Era una caída terrible; desde una altura de 78 000 leguas y que ningún muelle ni resorte podía debilitar. Con arreglo a las leyes de la balística, el proyectil debía impactar en la Tierra con una velocidad igual a la que lo animaba al salir del columbiad, o sea, a una velocidad de 16 000 metros en el último segundo.

Y para dar una idea de comparación, diremos que se ha calculado que un objeto arrojado desde la parte más alta de las torres de Nuestra Señora de París, cuya altura no pasa de los 200 pies, llega al suelo con una velocidad de 120 leguas por hora.

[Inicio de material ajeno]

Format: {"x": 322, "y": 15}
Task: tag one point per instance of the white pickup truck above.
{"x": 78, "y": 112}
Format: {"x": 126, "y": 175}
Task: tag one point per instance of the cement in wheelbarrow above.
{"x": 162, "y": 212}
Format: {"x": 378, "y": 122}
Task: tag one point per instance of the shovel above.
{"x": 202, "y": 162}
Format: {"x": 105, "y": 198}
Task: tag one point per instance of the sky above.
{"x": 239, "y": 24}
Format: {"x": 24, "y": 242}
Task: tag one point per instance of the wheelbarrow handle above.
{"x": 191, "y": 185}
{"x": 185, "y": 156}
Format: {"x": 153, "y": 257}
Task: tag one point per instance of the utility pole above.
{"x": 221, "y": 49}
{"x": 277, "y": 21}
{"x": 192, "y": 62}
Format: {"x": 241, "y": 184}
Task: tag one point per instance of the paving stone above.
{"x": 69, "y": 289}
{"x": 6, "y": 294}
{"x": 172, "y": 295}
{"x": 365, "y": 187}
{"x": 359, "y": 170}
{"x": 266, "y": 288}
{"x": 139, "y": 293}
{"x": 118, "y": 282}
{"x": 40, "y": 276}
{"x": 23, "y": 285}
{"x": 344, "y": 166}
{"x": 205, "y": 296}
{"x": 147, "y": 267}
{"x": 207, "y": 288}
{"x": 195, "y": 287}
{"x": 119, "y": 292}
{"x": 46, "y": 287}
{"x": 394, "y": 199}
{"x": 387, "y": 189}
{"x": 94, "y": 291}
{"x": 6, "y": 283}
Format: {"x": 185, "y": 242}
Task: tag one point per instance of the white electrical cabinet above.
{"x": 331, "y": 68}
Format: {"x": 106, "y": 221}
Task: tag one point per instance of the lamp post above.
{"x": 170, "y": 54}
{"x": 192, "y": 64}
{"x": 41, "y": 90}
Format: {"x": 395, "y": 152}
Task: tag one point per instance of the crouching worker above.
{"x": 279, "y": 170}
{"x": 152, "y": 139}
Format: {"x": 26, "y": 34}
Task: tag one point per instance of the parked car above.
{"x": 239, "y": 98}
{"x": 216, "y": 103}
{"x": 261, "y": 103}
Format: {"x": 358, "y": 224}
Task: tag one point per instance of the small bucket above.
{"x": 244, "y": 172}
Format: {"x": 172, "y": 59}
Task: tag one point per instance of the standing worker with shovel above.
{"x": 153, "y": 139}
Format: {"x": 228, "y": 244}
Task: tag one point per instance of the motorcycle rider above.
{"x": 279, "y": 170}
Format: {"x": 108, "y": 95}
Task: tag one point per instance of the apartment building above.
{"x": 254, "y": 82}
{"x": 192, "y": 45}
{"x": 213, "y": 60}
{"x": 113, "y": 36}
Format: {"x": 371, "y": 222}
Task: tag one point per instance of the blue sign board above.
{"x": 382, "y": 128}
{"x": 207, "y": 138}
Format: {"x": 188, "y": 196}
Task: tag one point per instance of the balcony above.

En el caso a que nos referimos, el proyectil debía caer en la Tierra con una velocidad de «cincuenta y siete mil seiscientas leguas por hora».

—¡Estamos perdidos! —dijo fríamente, Nicholl.

—Pues bien, si morimos —respondió Barbicane, con una especie de fervor religioso—, el resultado de nuestro viaje será mucho mayor de lo que pensábamos. ¡Dios mismo nos dirá su secreto! ¡En la otra vida, el alma no necesita máquinas ni aparatos para saberlo todo! ¡Se identificará con la sabiduría eterna!

—En todo caso —replicó Miguel Ardán—, el otro mundo todo entero bien puede consolarnos de la pérdida de este astro íntimo que se llama Luna.

Barbicane se cruzó de brazos, en ademán de sublime resignación.

—¡Hágase la voluntad de Dios! —dijo, con voz profundamente emocionada.